= Kuznetsov trace formula =

Formula in analytic number theory

In analytic number theory, the Kuznetsov trace formula is an extension of the Petersson trace formula.

The Kuznetsov or relative trace formula connects Kloosterman sums at a deep level with the spectral theory of automorphic forms. Originally this could have been stated as follows. Let

$g: \mathbb{R}\rightarrow \mathbb{R}$

be a sufficiently "well behaved" function. Then one calls identities of the following type Kuznetsov trace formula:

$\sum_{c\equiv 0\, \text{mod}\ N} c^{-r} K(m,n,c) g\left(\frac{4\pi \sqrt{mn}}{c}\right) = \text{Integral transform}\ +\ \text{Spectral terms}.$

The integral transform part is some integral transform of g and the spectral part is a sum of Fourier coefficients, taken over spaces of holomorphic and non-holomorphic modular forms twisted with some integral transform of g. The Kuznetsov trace formula was found by Kuznetsov while studying the growth of weight zero automorphic functions. Using estimates on Kloosterman sums he was able to derive estimates for Fourier coefficients of modular forms in cases where Pierre Deligne's proof of the Weil conjectures was not applicable.

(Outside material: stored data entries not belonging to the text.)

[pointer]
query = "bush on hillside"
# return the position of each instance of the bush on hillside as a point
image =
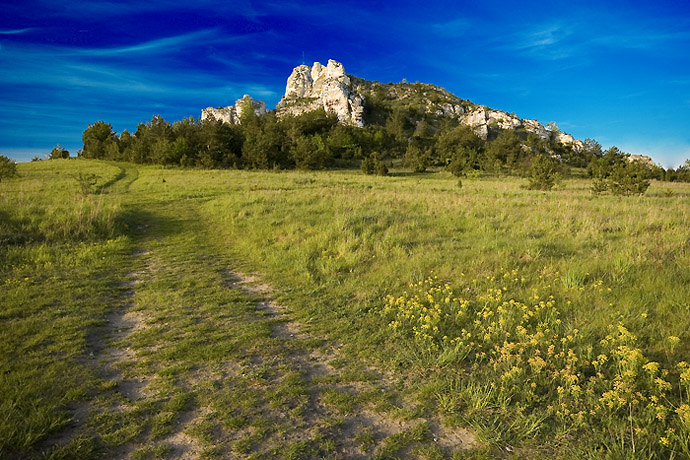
(8, 168)
(544, 173)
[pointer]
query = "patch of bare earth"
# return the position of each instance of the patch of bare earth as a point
(318, 372)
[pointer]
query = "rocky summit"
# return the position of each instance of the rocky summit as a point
(354, 101)
(329, 87)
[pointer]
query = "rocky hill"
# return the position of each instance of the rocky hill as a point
(231, 114)
(359, 102)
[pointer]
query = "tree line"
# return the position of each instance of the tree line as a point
(315, 140)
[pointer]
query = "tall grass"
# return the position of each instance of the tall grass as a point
(57, 249)
(340, 243)
(48, 204)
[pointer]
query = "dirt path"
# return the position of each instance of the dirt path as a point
(199, 361)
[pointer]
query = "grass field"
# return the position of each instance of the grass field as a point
(167, 313)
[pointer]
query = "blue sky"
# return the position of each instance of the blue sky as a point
(618, 72)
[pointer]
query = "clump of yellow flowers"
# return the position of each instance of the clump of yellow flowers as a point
(525, 348)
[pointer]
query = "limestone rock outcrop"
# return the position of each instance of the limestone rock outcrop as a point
(231, 114)
(329, 87)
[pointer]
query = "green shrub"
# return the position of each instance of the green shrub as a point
(417, 159)
(380, 168)
(629, 178)
(367, 165)
(544, 173)
(8, 168)
(58, 153)
(87, 182)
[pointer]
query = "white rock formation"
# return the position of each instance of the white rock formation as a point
(533, 126)
(477, 120)
(330, 88)
(231, 114)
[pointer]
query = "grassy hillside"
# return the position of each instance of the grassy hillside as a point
(405, 317)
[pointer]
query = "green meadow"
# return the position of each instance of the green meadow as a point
(154, 313)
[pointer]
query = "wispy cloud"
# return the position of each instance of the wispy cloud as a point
(542, 42)
(17, 31)
(454, 28)
(168, 44)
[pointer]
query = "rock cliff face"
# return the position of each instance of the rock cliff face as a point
(231, 114)
(329, 87)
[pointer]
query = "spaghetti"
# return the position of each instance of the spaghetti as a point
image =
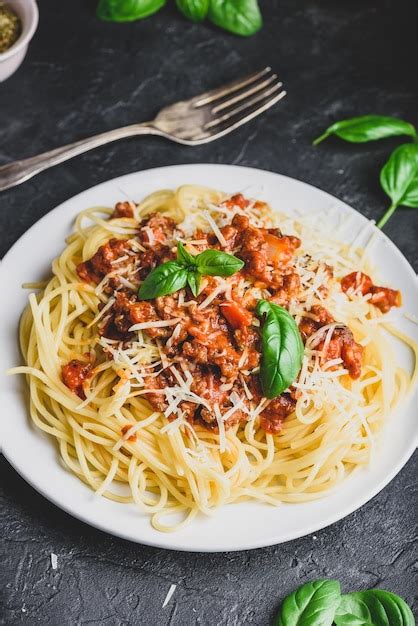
(158, 403)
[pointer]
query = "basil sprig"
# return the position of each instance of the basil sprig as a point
(127, 10)
(187, 270)
(241, 17)
(371, 607)
(313, 604)
(399, 176)
(368, 128)
(282, 349)
(194, 10)
(399, 179)
(320, 603)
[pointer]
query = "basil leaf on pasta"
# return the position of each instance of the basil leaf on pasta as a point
(162, 281)
(282, 349)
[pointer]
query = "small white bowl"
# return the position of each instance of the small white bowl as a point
(10, 60)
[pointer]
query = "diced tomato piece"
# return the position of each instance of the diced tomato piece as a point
(236, 315)
(357, 281)
(280, 249)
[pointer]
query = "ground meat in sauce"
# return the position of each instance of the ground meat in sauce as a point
(74, 374)
(382, 297)
(218, 344)
(102, 262)
(342, 344)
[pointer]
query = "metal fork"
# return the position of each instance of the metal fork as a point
(191, 122)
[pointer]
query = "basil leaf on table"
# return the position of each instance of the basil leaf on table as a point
(282, 349)
(368, 128)
(313, 604)
(195, 10)
(127, 10)
(165, 279)
(241, 17)
(399, 179)
(217, 263)
(374, 607)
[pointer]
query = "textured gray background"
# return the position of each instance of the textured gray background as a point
(82, 76)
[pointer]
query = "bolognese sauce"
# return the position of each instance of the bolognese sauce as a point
(216, 338)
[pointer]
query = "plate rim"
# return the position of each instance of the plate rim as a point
(249, 545)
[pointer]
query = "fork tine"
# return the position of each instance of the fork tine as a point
(245, 94)
(216, 94)
(247, 104)
(225, 129)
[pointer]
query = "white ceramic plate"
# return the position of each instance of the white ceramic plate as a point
(235, 527)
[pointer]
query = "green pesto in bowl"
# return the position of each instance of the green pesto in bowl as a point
(10, 27)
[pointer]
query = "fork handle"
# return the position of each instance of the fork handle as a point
(17, 172)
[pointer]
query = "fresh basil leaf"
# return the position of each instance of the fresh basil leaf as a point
(217, 263)
(241, 17)
(165, 279)
(368, 128)
(127, 10)
(193, 280)
(184, 257)
(399, 178)
(374, 607)
(195, 10)
(282, 349)
(313, 604)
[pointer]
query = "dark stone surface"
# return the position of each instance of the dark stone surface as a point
(82, 76)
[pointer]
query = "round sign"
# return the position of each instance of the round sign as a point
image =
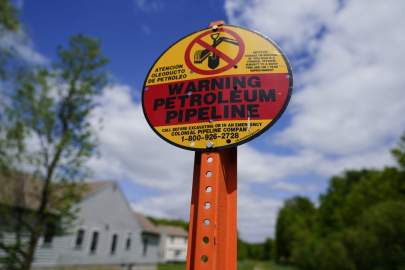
(216, 88)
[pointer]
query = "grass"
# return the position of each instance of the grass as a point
(243, 265)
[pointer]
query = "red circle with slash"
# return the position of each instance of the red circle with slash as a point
(231, 61)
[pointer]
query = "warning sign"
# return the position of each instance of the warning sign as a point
(217, 88)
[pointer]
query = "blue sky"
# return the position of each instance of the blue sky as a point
(346, 110)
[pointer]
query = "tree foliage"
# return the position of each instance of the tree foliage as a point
(359, 224)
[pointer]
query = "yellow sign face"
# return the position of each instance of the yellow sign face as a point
(217, 88)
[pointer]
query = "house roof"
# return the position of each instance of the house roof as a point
(24, 191)
(146, 224)
(172, 230)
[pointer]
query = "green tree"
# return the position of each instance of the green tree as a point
(399, 152)
(8, 16)
(46, 137)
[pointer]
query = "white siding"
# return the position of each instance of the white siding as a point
(108, 212)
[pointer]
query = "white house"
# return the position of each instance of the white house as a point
(173, 243)
(106, 233)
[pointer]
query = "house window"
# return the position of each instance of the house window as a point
(94, 242)
(49, 234)
(128, 242)
(114, 244)
(145, 246)
(79, 239)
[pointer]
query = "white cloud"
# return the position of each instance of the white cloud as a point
(149, 5)
(351, 101)
(21, 44)
(295, 22)
(130, 149)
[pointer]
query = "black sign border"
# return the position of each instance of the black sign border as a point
(290, 89)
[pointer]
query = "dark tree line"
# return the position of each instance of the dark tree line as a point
(45, 139)
(359, 224)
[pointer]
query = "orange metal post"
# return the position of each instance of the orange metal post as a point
(212, 232)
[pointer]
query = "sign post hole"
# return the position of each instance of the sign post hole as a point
(212, 243)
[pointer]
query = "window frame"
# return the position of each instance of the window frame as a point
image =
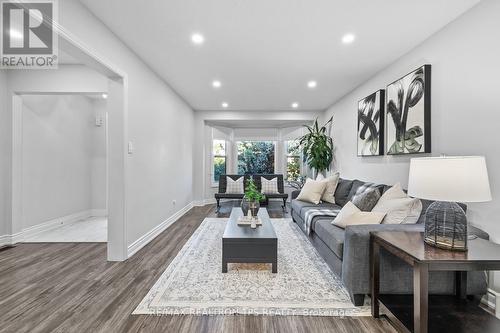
(275, 160)
(213, 156)
(287, 155)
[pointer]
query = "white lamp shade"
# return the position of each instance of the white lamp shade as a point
(450, 178)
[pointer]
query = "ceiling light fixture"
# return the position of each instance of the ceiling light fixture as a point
(197, 38)
(312, 84)
(348, 38)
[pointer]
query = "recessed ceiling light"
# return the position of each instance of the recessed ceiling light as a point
(197, 38)
(312, 84)
(348, 38)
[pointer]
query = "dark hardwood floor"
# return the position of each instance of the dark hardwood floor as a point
(70, 287)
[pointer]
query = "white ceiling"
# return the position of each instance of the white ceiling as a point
(265, 51)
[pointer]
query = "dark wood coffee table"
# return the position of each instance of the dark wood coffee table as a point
(410, 247)
(242, 244)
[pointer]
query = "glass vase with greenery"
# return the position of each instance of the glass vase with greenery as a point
(252, 198)
(317, 147)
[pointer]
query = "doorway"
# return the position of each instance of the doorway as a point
(64, 169)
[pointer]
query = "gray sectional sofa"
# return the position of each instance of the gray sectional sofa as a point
(347, 251)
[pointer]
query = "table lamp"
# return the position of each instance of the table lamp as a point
(448, 180)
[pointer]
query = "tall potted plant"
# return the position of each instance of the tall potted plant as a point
(252, 198)
(317, 147)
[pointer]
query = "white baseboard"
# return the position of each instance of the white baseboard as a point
(492, 300)
(205, 202)
(6, 240)
(149, 236)
(99, 212)
(57, 222)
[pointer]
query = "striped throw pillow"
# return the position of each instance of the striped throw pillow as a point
(234, 186)
(269, 186)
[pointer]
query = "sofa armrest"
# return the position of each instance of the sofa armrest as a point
(356, 255)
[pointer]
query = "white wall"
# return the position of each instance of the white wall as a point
(465, 110)
(4, 151)
(202, 187)
(98, 158)
(66, 79)
(160, 126)
(58, 149)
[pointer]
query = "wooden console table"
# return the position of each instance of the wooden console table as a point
(410, 247)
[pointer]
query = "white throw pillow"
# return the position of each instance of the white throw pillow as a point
(312, 191)
(398, 207)
(269, 186)
(234, 186)
(331, 185)
(352, 215)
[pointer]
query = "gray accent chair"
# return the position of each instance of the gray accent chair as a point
(221, 194)
(346, 251)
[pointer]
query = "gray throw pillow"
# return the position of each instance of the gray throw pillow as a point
(366, 200)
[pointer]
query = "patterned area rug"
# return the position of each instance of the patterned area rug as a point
(194, 284)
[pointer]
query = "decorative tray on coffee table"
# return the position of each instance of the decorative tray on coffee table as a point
(245, 221)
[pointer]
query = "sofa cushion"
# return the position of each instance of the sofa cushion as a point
(342, 192)
(298, 206)
(331, 235)
(366, 200)
(359, 188)
(312, 191)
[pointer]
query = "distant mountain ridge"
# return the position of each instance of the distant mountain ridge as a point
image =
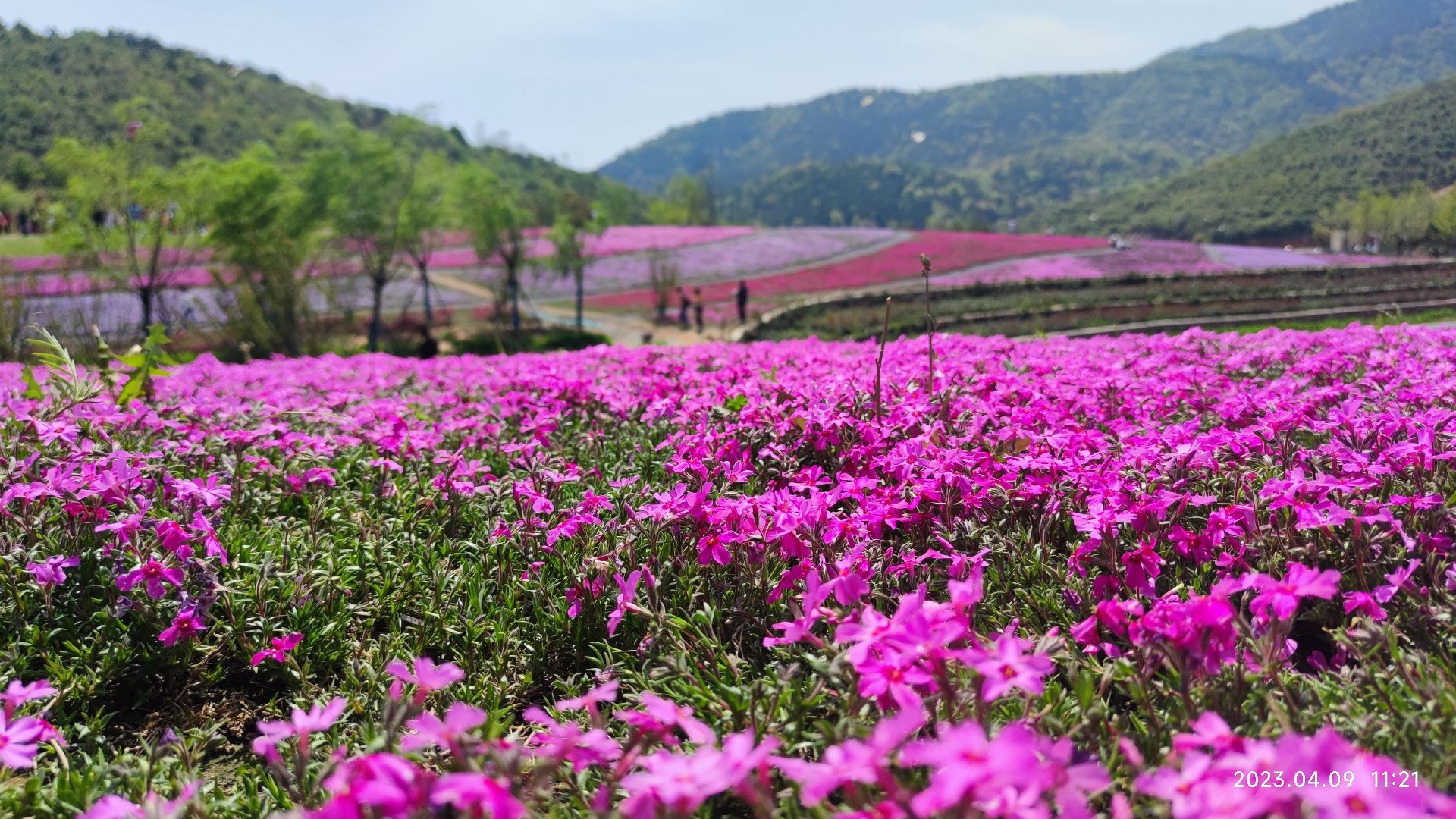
(1188, 105)
(1279, 190)
(67, 85)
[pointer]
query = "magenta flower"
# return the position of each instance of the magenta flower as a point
(19, 741)
(155, 576)
(623, 599)
(209, 493)
(280, 649)
(851, 761)
(660, 716)
(18, 694)
(604, 692)
(302, 725)
(52, 572)
(378, 784)
(1006, 667)
(453, 732)
(427, 676)
(967, 767)
(152, 806)
(1282, 596)
(476, 795)
(187, 626)
(566, 742)
(682, 783)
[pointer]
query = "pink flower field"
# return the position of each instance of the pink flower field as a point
(1155, 257)
(946, 249)
(1197, 576)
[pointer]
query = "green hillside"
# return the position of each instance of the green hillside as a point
(1279, 190)
(67, 86)
(1183, 108)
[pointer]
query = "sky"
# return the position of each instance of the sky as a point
(582, 80)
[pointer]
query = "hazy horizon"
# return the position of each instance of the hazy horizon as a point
(620, 74)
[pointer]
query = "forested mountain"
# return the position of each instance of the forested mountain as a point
(67, 86)
(1279, 188)
(1031, 142)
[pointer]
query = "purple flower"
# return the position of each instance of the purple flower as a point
(52, 572)
(1282, 596)
(155, 576)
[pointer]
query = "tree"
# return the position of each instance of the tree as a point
(663, 278)
(686, 200)
(363, 181)
(497, 224)
(1411, 215)
(126, 216)
(264, 234)
(422, 218)
(1443, 221)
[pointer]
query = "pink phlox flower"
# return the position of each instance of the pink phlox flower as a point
(1282, 596)
(427, 676)
(1398, 580)
(628, 592)
(660, 716)
(209, 493)
(604, 692)
(852, 761)
(965, 767)
(318, 719)
(19, 741)
(280, 649)
(174, 539)
(453, 732)
(682, 783)
(566, 742)
(153, 806)
(185, 626)
(155, 576)
(476, 796)
(215, 547)
(18, 694)
(1209, 732)
(1365, 604)
(52, 572)
(376, 784)
(386, 465)
(1006, 667)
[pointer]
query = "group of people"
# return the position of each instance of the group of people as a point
(693, 305)
(22, 223)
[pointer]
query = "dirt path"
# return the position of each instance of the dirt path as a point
(622, 330)
(628, 330)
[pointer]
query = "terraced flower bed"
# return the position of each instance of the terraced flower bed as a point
(1155, 257)
(946, 249)
(1196, 576)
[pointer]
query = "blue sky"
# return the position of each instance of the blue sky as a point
(582, 80)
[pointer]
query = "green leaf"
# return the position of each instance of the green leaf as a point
(33, 388)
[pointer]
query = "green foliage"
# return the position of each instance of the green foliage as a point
(366, 188)
(551, 340)
(864, 193)
(146, 365)
(55, 86)
(121, 212)
(1282, 188)
(1053, 137)
(686, 200)
(264, 231)
(488, 210)
(66, 382)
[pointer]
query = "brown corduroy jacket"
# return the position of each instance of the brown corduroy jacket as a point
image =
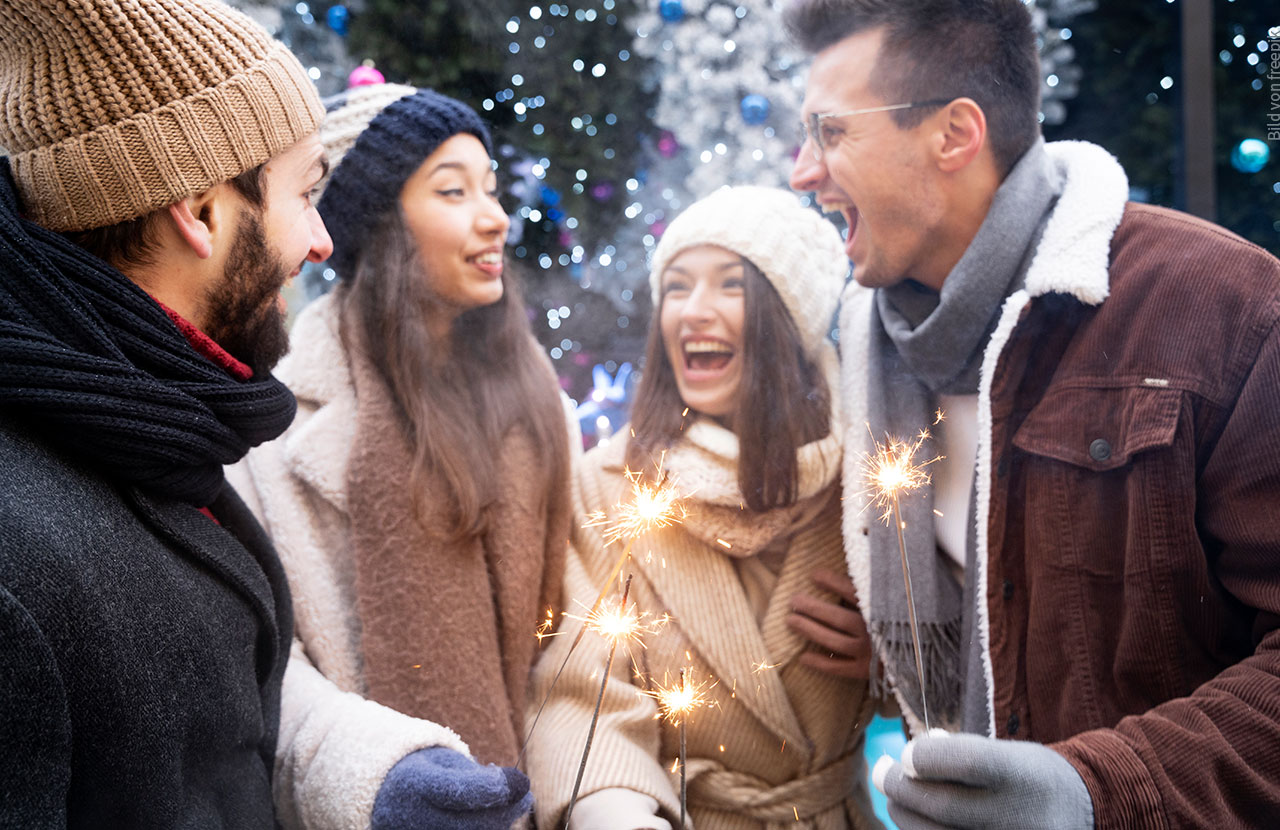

It was later translated by Jacquet to a representation theoretic framework. Let $G$ be a reductive group over a number field F and $H\subset G$ be a subgroup. While the usual trace formula studies the harmonic analysis on G, the relative trace formula is a tool for studying the harmonic analysis on the symmetric space $G/H$. For an overview and numerous applications Cogdell, J.W. and I. Piatetski-Shapiro, The arithmetic and spectral analysis of Poincaré series, volume 13 of Perspectives in mathematics. Academic Press Inc., Boston, MA, (1990).